What Kind Of Protest Is This ?

So, a UK government minister feels most of the people who voted for the British National Party at the European Parliament elections did so because they felt, “excluded and ignored.”
Well, John Denham, it’s comforting to know that they weren’t voting BNP because they were fascists, racists, white supremacists or even British Nationalists, although I doubt if anyone even knows what a British Nationalist is.
What do we need to do to stop them voting BNP ? Give them a hug ? Tickle their tummy and tell them they’re wonderful ? No, apparently, politicians need to listen to them more and talk more about the issues that matter most to them. Like what ? Well, his fellow Labour MP, John Cruddas, says we should be talking about housing, the recession, unemployment, immigration.
Immigration ? Wait a minute, his pal just said they didn’t vote BNP because they were racist. If they’re not racist then why should they be that bothered about immigration ?
Another friend, Andy Burnham called the election of two English BNP Euro MP’s a protest vote. Some protest. Normally, tactical voting involves putting your X on the ballot paper next to the name of the nice chap from the Liberal Democrats.
Now thousands, no hundreds of thousands, of people are prepared to vote for a party that wants to pack people born in Britain onto planes to live in a country they’ve never visited, simply to protest at the way the country’s being run ? Are you serious ?
Sure, if you want to shock the political elite out of what you perceive to be their complacency then that is one way to do it. But how many people who genuinely want to register their discontent with the major political powers in the land feel compelled to vote Nazi just to do so ?
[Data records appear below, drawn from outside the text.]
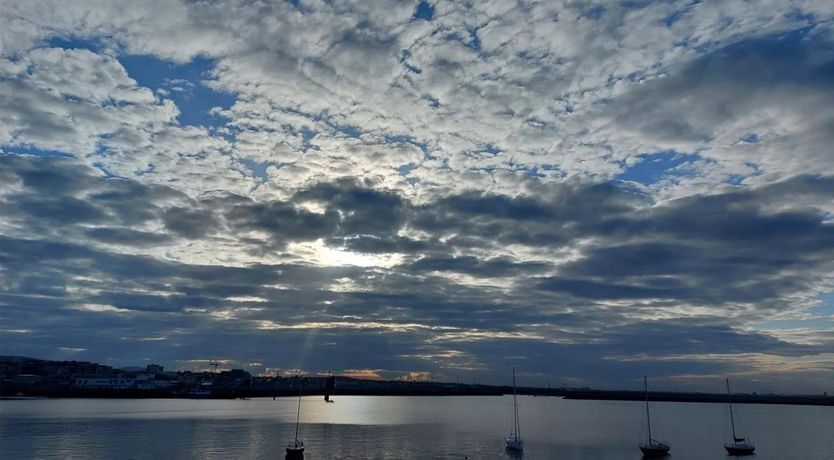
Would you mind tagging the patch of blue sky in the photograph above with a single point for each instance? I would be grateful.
(401, 139)
(182, 83)
(654, 167)
(424, 11)
(751, 138)
(258, 169)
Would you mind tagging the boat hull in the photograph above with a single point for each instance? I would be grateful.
(514, 445)
(654, 451)
(740, 450)
(295, 452)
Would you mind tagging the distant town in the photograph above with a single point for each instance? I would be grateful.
(30, 377)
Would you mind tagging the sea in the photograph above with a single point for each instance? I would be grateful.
(393, 427)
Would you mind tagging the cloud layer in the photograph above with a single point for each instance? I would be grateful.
(592, 191)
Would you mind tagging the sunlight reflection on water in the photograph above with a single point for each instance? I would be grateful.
(394, 427)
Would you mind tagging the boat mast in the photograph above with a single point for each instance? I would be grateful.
(298, 414)
(730, 402)
(515, 408)
(648, 417)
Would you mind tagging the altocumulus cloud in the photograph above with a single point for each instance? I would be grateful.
(593, 192)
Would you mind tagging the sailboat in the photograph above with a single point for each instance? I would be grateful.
(295, 449)
(329, 388)
(652, 447)
(514, 442)
(739, 446)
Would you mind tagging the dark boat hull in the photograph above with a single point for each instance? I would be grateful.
(654, 452)
(295, 453)
(734, 450)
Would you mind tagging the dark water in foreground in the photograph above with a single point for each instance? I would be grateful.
(361, 427)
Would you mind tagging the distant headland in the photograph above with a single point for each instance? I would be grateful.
(30, 377)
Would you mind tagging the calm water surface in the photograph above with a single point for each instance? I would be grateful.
(364, 427)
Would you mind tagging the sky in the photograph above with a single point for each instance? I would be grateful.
(590, 191)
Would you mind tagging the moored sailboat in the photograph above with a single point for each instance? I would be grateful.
(513, 442)
(295, 449)
(739, 445)
(652, 447)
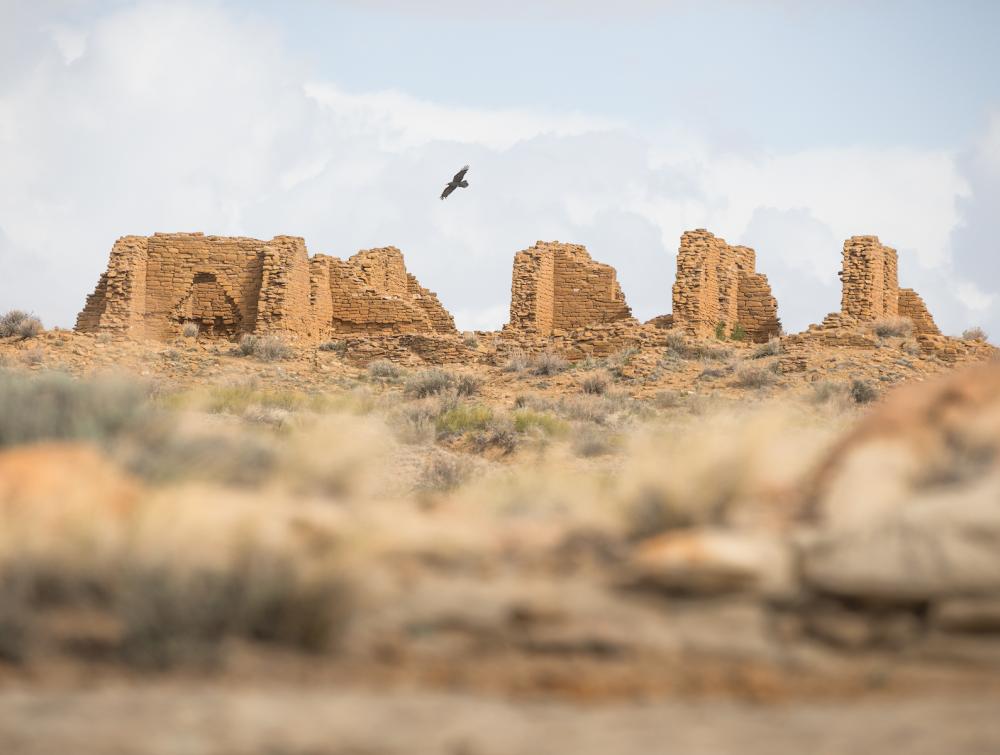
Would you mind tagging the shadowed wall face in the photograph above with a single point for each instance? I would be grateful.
(717, 283)
(228, 286)
(559, 287)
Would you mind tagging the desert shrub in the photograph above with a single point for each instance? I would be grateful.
(890, 327)
(338, 347)
(11, 321)
(467, 385)
(52, 406)
(593, 441)
(863, 392)
(712, 373)
(428, 383)
(667, 399)
(517, 361)
(416, 423)
(444, 472)
(171, 615)
(528, 420)
(751, 376)
(974, 334)
(499, 433)
(770, 349)
(29, 327)
(826, 390)
(678, 346)
(383, 369)
(248, 341)
(33, 357)
(463, 418)
(548, 363)
(594, 384)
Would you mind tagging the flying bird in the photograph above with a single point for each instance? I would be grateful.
(458, 180)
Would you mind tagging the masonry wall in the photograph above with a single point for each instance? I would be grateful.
(229, 286)
(717, 283)
(912, 306)
(869, 279)
(559, 287)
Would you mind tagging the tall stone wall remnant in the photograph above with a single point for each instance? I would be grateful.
(228, 286)
(717, 283)
(558, 287)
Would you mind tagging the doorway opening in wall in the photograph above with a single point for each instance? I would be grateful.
(207, 304)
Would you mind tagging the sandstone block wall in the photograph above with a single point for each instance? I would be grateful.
(228, 286)
(558, 287)
(869, 280)
(912, 307)
(717, 283)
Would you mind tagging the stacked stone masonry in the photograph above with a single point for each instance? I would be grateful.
(227, 286)
(717, 283)
(557, 288)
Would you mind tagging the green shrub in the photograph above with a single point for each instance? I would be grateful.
(428, 383)
(463, 418)
(889, 327)
(863, 392)
(383, 369)
(52, 406)
(770, 349)
(748, 376)
(594, 384)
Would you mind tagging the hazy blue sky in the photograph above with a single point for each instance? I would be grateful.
(784, 125)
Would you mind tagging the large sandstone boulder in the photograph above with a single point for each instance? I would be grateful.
(908, 505)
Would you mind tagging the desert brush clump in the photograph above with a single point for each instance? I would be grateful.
(594, 384)
(383, 369)
(862, 391)
(430, 382)
(770, 349)
(678, 346)
(54, 406)
(754, 376)
(547, 363)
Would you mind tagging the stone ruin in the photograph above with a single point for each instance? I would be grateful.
(871, 292)
(560, 297)
(558, 287)
(716, 284)
(228, 286)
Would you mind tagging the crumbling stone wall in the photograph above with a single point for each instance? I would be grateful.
(717, 283)
(912, 307)
(869, 279)
(558, 287)
(228, 286)
(372, 292)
But still the main parties come up with the ‘Forgive them, Lord, for they know not what they do’ line. A protest vote is a protest vote, whether it’s for fascists or the Greens. If that’s true, and voting intentions are reduced to a game of sticking the tail on the donkey then what does that say about our level of democratic sophistication ? No, don’t answer that.
So what are we left with ? People susceptible to the casual, off-the-cuff, discrimination against those who might be easily described as “not like us” because they have dark skin, wear strange clothes, or have “funny sounding” names.
But we are not allowed to call these people racists because their viewpoints are based largely on ignorance and once we make them see the folly of their muddled thinking they will all be champions for race relations.
Hang on, though, these “others” that they see as a threat because they fail to understand them properly have been here for decades. We’ve had plenty of time to explain their differences in non-threatening terms, plenty of time to change attitudes, make the places we live in multi-ethnic.
And it has not all been a failure.In real numbers those voting BNP are still a small minority, and most of us would have no truck with the party. However, there is obviously still work to be done if enough votes can be mustered to elect the BNP in a national poll. Pretending that the majority of those votes are cast by people who are not racist suggests there are some who simply want to wake up in the morning and find out it was all a bad dream.
David Cameron can talk all he wants about the “shame” of his country sending BNP members to Brussels and Strasbourg. But surely now is the time for him and Messrs. Denham, Cruddas and Burnham to stand up and fight racism in ways that mean something, rather than try to make limp excuses on behalf of those who are induced to misuse democracy for the aims of right-wing extremism.